Children have been particularly affected – the number of children admitted to hospitals for moderate to severe malnutrition has doubled since June.
The village feeding program is working to address this problem. Once a week, women from the community come together, bring whatever produce they have, and serve porridge to children under five.
Grated baobab fruit, peanut butter, milk and Stir leafy greens into your porridge to add extra nutrition.
But the list of ingredients is shrinking every week – cowpeas and beans have recently become out of stock due to poor harvests.
With support from partners including UNICEF, the government designed a village feeding programme that runs at least three times a week.
“But due to the drought caused by El Nino, we are now only able to carry out vaccinations once a week,” explained Kudzai Madamombe, the Muzi district medical officer.
“Due to the lack of rain, we have suffered 100 percent loss in all our crops,” he added, saying the programme might be forced to stop completely next month due to dwindling food stocks.
Mr Madamambe said clinics providing vital health services to Zimbabweans in the Muzi area had also been affected – the borehole that supplies water to a quarter of the clinics in the area had gone dry.
The region’s main dam has only one month’s supply of water left.
As a result, vegetable irrigation schemes, including one to support 200 local farmers, have been suspended.
There is suffering everywhere, said Tambudzai Mahachi, 36, who grows acres of corn, cowpeas and peanuts on her land.
Despite her efforts, she had nothing to show for it, not even a plate of food. Even her tough baobab tree produced almost no fruit.

Ms Mahachi said in good years she would normally supply markets in the capital, Harare, but now she was one of millions of Zimbabweans relying on handouts.
Although the village feeding program only provides food one day a week, her children need to eat every day.
She sat in her thatched hut, cooking wheat provided by a kind neighbor for breakfast for her two children.
“We’ve gone from eating whatever we want, whenever we want, to eating in limited quantities,” Ms Mahachi said.
“My eldest daughter knows that sometimes we can only have porridge. But sometimes I can see that my youngest daughter is hungry.”
Much of southern Africa has not seen any rain this year, and the continent relies mainly on rainfall rather than irrigation for agricultural water.
The drought has caused about one-third of countries in southern Africa to declare a state of disaster, with 68 million people in the region in need of food aid.

The Southern African Development Community (SADC) – a group of countries in the region – has called for $5.5bn (£4bn) in aid to deal with the impact of the drought. in May. So far, only a small portion has been received.
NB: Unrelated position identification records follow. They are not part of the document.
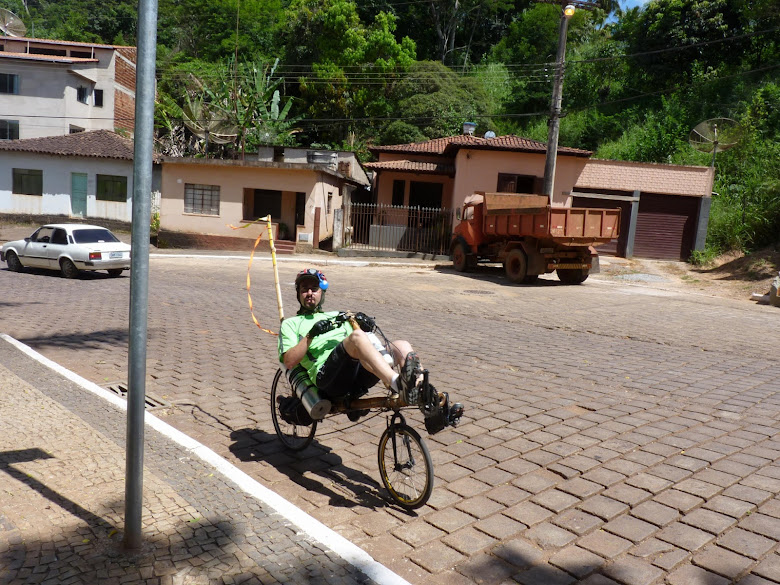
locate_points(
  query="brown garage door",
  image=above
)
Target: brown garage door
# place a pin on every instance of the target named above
(665, 227)
(615, 247)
“If you go anywhere in southern Africa you will find household granaries are empty and maize – the most consumed carbohydrate in the region – is now unaffordable due to high prices,” Thomson Phiri, a spokesman for the UN World Food Programme (WFP) in southern Africa, told the BBC.
“It’s only going to get worse.”
He said the World Food Programme had received only one-fifth of the $400 million in emergency aid it needed, adding that southern Africa was experiencing its biggest maize deficit in 15 years.
And the hunger and water crises have yet to peak – October, the hottest and driest month of the year, is still a long way off.
If it rains in November or December, when the rainy season usually begins, farmers will have to wait until March to harvest corn.
Ms. Mahachi was acutely aware of this as she peeled some wild fruits to ease her hunger, unsure of what her small family would face in the coming months.